In more technical terms, Mishra explained that: “While a theoretical possibility exists of the injected mRNA from the vaccines being reverse transcribed in chronic retroviral infections (such as HIV); the resulting cDNA from vaccine lacks tools or structures for insertion into human genome. Moreover, humans are infected with foreign mRNA by many RNA viruses in lifetime, such as common cold virus, but insignificantly few viral genomes ever get genetically inserted.”

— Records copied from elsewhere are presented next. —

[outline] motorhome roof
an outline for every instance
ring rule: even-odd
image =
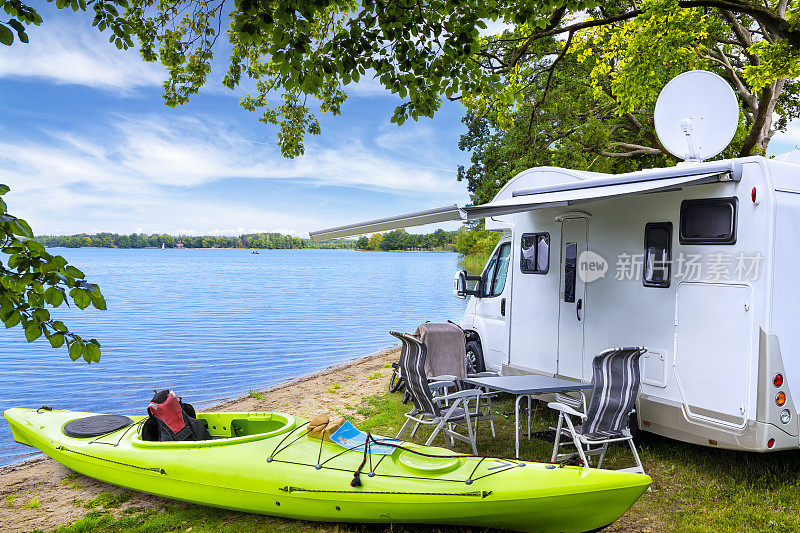
[[[478,220],[555,205],[570,205],[612,196],[674,189],[715,181],[739,181],[738,159],[680,164],[625,174],[598,174],[555,167],[524,171],[506,184],[495,198],[478,206],[451,205],[311,232],[314,240],[337,239],[365,233],[422,226],[455,220]],[[537,186],[525,187],[533,179]],[[520,183],[522,182],[522,183]],[[522,186],[516,189],[514,187]]]

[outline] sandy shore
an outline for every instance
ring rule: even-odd
[[[283,411],[305,418],[327,411],[358,419],[355,410],[361,399],[386,390],[392,369],[385,365],[398,357],[399,348],[384,350],[259,391],[260,398],[244,396],[204,410]],[[142,411],[145,407],[143,404]],[[120,492],[118,487],[75,474],[49,458],[5,467],[0,469],[0,531],[48,531],[90,512],[91,504],[87,507],[86,503],[102,493]],[[165,501],[133,493],[118,511],[132,506],[159,507]]]

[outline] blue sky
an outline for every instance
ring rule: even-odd
[[[161,99],[164,72],[118,51],[88,14],[42,11],[31,44],[0,49],[0,183],[39,234],[235,235],[308,231],[468,201],[456,166],[463,110],[389,123],[398,100],[373,81],[343,116],[320,115],[306,153],[281,157],[275,130],[219,84],[185,106]],[[800,145],[800,125],[770,153]],[[430,228],[420,228],[425,231]]]

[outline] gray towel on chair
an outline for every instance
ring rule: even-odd
[[[467,377],[467,351],[461,328],[449,322],[426,322],[417,327],[414,335],[425,344],[428,352],[425,374]]]

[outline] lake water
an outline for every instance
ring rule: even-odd
[[[457,320],[454,253],[59,249],[107,311],[52,312],[103,347],[72,362],[42,337],[0,331],[0,409],[142,413],[153,389],[200,403],[246,394],[395,344],[389,329]],[[388,375],[387,375],[388,379]],[[31,448],[0,423],[0,464]]]

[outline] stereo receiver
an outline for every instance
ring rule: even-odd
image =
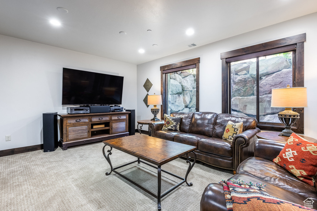
[[[87,114],[89,113],[89,107],[68,107],[67,113]]]

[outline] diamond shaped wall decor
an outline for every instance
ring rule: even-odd
[[[147,104],[147,96],[149,94],[147,93],[146,95],[145,96],[145,97],[143,99],[143,102],[144,102],[144,103],[146,105],[146,107],[148,108],[149,107],[149,105]]]
[[[145,90],[146,90],[146,92],[148,92],[149,91],[150,91],[150,89],[152,87],[152,85],[153,84],[152,84],[152,83],[150,81],[149,79],[146,78],[146,80],[145,81],[145,83],[144,83],[144,84],[143,85],[143,86],[145,89]],[[147,100],[146,100],[147,102]]]

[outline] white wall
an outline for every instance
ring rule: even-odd
[[[221,53],[306,33],[304,83],[307,88],[308,107],[305,109],[305,134],[317,139],[315,126],[317,113],[315,111],[317,106],[316,23],[317,13],[138,65],[137,119],[148,119],[152,116],[152,106],[147,108],[142,101],[146,93],[143,85],[148,78],[153,84],[149,92],[151,94],[160,93],[160,66],[200,57],[200,110],[221,113]]]
[[[63,67],[124,76],[122,106],[136,111],[136,65],[0,35],[0,150],[43,143],[42,114],[67,113]]]

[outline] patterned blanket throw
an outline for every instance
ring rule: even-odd
[[[231,179],[219,183],[223,186],[228,211],[316,211],[270,195],[260,183]]]

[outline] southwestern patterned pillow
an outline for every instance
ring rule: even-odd
[[[164,115],[164,126],[162,130],[179,131],[179,125],[182,120],[181,116],[170,116]]]
[[[273,161],[303,182],[314,186],[317,143],[308,141],[293,133]]]
[[[225,139],[228,141],[233,140],[233,137],[239,133],[242,132],[243,128],[243,122],[241,122],[239,123],[234,123],[231,121],[228,122],[228,123],[224,130],[224,132],[222,136],[223,139]]]

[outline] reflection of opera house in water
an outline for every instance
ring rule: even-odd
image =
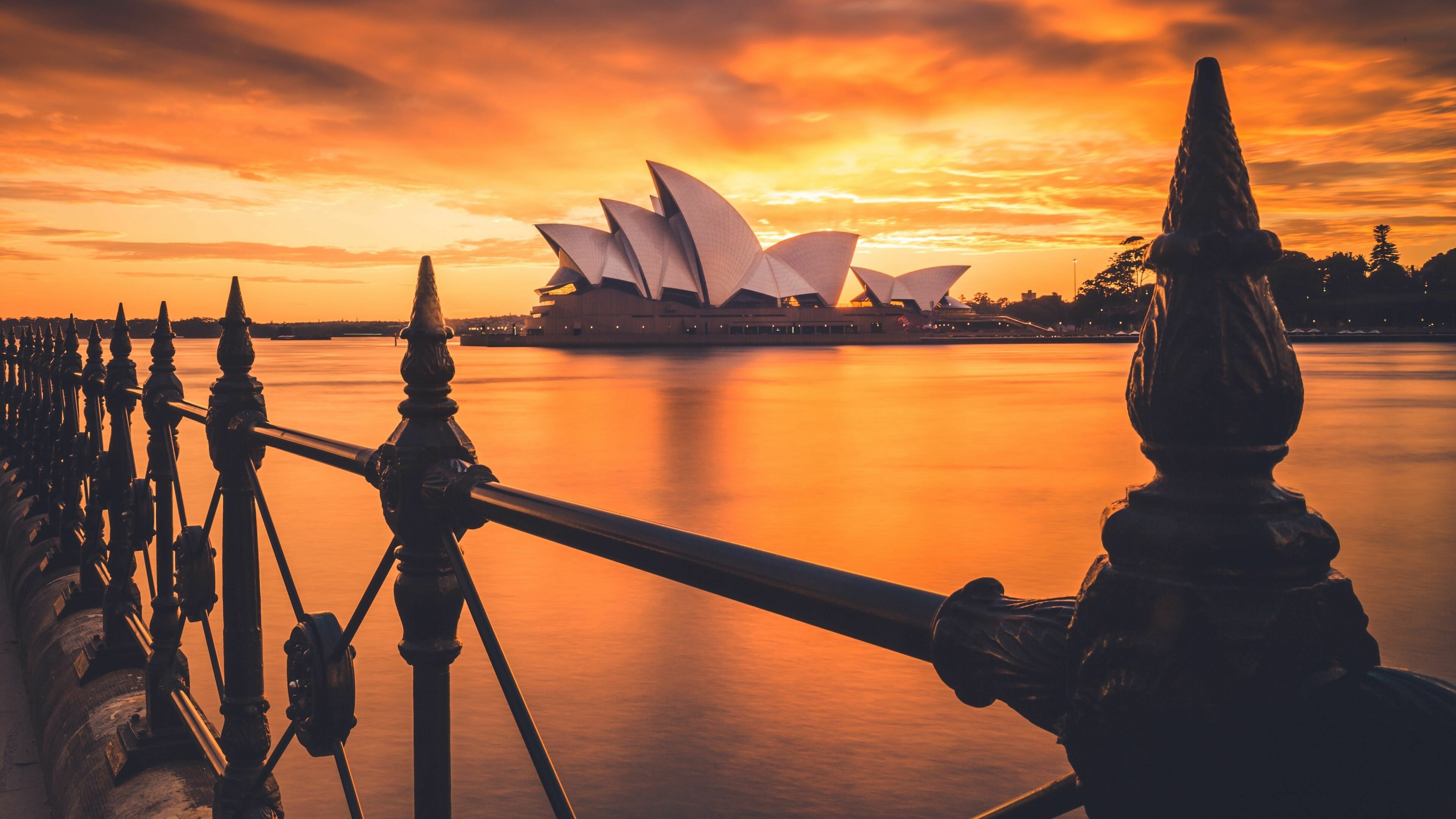
[[[601,200],[609,230],[537,224],[559,267],[524,332],[464,344],[893,344],[930,332],[933,310],[961,312],[949,289],[968,265],[903,275],[850,267],[859,236],[821,230],[763,249],[728,200],[648,162],[652,210]],[[863,291],[836,306],[853,271]],[[965,313],[962,313],[965,315]]]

Mishra added that the “theoretical possibility” is really a question of hypothetical probability because there is no “demonstrative evidence that such a thing can happen.” Furthermore, he said that “ the possibility is theoretically so small that I would be fair to say it doesn’t exist.”
To be clear, Mishray added that: “The mRNA in the vaccine has no theoretical or demonstrated mechanism known to me by which it can be integrated in our DNA.”
Lastly, Mishra noted that the study in question has “shown nothing about the mRNA vaccine” and that “associating this study with the vaccine is fraught with dubious intentions. It is meant to create confusion and is motivated with bad intentions.”
Rudolf Jaenisch, biology professor at MIT and lead researcher of the analysis referenced by The Defender, told The Dispatch Fact Check via email that the study did not address whether mRNA vaccines can alter a person’s DNA: “We have not addressed experimentally whether vaccine-derived RNA can integrate into the genome.” said Jaenisch. “This would be total speculation at this point but certainly is a possibility to consider.”
Jaenisch described the purpose of the study as follows: “We did the analysis published in the biorxiv preprint last December to address one of the puzzles of SARS-COVID-2 infections: patients may remain positive for viral RNA for many weeks after the initial infection and after no infectious virus can be detected anymore. Our hypothesis we wanted to test was: Could this RNA virus retro-integrate into the genome and thus become a permanent part of the infected cell’s genome. If so and integrated sequences would be expressed, this could produce the PCR positive signal late in the disease but would not be indicative of virus replication.”
Jaenisch noted that the evidence in the study “was somewhat preliminary and lacked direct evidence for genomic integration of viral sequences.”
Vincent Racaniello, professor of microbiology and immunology at Columbia University, said the study referred to in the article “is a completely artificial situation that bears no relationship to reality.” He added that: “The finding, for example, that CoV2 and host sequences are joined is an artifact. They then do completely artificial experiments which they think supports this artefact. In no way does this work demonstrate that SARS-CoV-2 RNA could be incorporated into the cell genome. The sequence analysis used in support of this observation is flawed, and the experimental data are artificial.”